The county annex on 14th Street in Marysville, which in various incarnations served as a county hospital, administrative offices and senior center, began being demolished in a chorus of crunching and clanking from a crane going to work.
County Administrative Services Director Doug McCoy said with 60-plus years of service, the building was at the end of its useful life. Since the senior center moved out two years ago, he said, the county has spent thousands doing abatement for asbestos and would need to spend far more to bring the building up to codes.
"It's got to the point where it needed an awful lot of care," he said, adding major retrofits would be necessary just for compliance with the Americans with Disabilities Act.

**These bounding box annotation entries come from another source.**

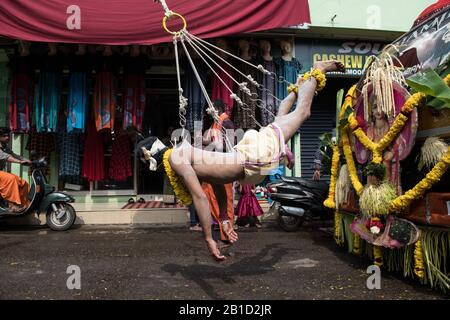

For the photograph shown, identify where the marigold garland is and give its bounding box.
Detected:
[163,149,192,206]
[389,147,450,213]
[373,246,383,267]
[303,69,327,92]
[334,210,344,245]
[353,234,361,256]
[414,239,425,279]
[341,128,364,195]
[348,92,426,164]
[323,144,340,209]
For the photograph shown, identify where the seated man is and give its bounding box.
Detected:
[0,127,31,213]
[136,60,344,260]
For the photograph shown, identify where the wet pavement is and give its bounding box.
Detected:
[0,224,448,300]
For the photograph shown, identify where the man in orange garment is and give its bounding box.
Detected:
[202,100,235,240]
[0,127,31,213]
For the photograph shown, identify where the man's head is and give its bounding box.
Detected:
[134,137,168,171]
[213,100,225,116]
[0,127,11,144]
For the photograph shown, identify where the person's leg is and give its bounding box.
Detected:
[275,60,345,142]
[212,184,237,242]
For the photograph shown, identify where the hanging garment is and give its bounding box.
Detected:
[82,124,105,181]
[123,74,145,132]
[67,72,89,132]
[211,63,234,117]
[274,57,302,100]
[234,60,258,130]
[94,71,116,131]
[236,184,263,219]
[109,133,133,181]
[258,59,278,127]
[25,126,55,177]
[183,61,207,133]
[35,61,61,132]
[9,73,33,133]
[57,129,83,181]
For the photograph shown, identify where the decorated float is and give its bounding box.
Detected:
[325,1,450,292]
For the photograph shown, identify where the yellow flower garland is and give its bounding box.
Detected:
[389,147,450,213]
[348,92,426,164]
[163,149,192,206]
[334,210,344,245]
[303,69,327,92]
[414,239,425,279]
[373,246,383,267]
[353,234,361,256]
[323,145,340,209]
[341,128,364,195]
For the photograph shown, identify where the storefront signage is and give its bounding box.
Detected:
[295,39,385,77]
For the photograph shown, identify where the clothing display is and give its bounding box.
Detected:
[25,126,55,177]
[257,59,279,127]
[94,72,116,131]
[211,63,234,117]
[82,124,105,181]
[183,61,206,133]
[109,133,133,181]
[35,57,61,132]
[123,56,147,132]
[274,57,302,100]
[234,60,258,129]
[57,129,83,180]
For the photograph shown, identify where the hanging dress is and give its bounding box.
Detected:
[109,132,133,181]
[94,55,117,131]
[123,55,147,132]
[183,61,206,134]
[9,56,33,133]
[211,62,234,117]
[82,123,105,181]
[67,56,90,132]
[35,56,61,132]
[234,60,258,130]
[258,59,279,127]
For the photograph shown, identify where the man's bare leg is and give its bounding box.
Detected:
[275,60,344,142]
[212,184,238,243]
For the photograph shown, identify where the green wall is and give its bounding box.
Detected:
[309,0,436,32]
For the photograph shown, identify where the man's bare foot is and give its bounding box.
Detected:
[314,60,345,73]
[222,221,238,243]
[206,239,226,261]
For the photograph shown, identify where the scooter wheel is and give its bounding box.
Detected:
[47,203,77,231]
[277,214,305,232]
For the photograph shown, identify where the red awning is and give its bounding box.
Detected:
[0,0,310,45]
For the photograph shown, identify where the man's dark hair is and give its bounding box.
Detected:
[213,99,225,115]
[0,127,11,136]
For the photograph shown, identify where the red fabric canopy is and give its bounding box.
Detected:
[0,0,310,45]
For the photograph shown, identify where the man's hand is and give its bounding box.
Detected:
[313,60,345,73]
[313,170,320,181]
[206,239,226,261]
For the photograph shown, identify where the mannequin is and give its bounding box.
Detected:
[257,40,278,126]
[234,39,258,129]
[211,39,234,117]
[275,39,302,100]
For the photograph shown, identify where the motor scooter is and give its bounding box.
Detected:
[267,176,332,232]
[0,158,76,231]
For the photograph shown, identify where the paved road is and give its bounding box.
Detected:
[0,225,445,300]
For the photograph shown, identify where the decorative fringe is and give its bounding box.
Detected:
[334,164,352,208]
[417,137,448,170]
[340,212,450,292]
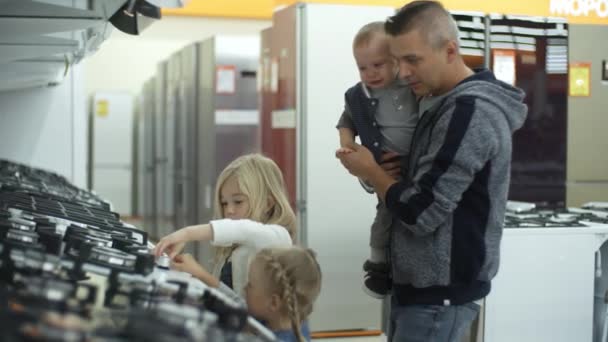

When GW Demolition finishes tearing down the annex in the next few days under a $120,000 contract, the next question will be what becomes of the six acres where the annex stood.
For now, the question will remain unanswered. Yuba County, which owns the land, has no immediate needs for something to be built there, although some agencies have expressed interest, McCoy said.
Among them is the Twin Cities Rescue Mission, which operates a not-for-profit service for the homeless nearby. "But the county's not in a position to donate land," McCoy said.
Because the property, across from county juvenile hall and county schools' main office, is surrounded by levees and a low train trestle, it isn't ideal for everything, he said.
The county hasn't had the land appraised, McCoy added.
Marysville's official historian, Henry Delamere, said he recalled the lot being a cattle corral before a building was established there after World War II.
"When I was a boy, we used to play back there," he said. The building served as the county's hospital for decades, McCoy said, including surgeries on site. After being shuttered as a hospital, the building was used for county offices until 2004, when the Yuba County Government Center opened.
Even with a long history as a public building, though, Delamere said he can understand the demolition.
"I remember going through it after the county moved out," he said. "I can imagine it was the type of building that was hard to do much with."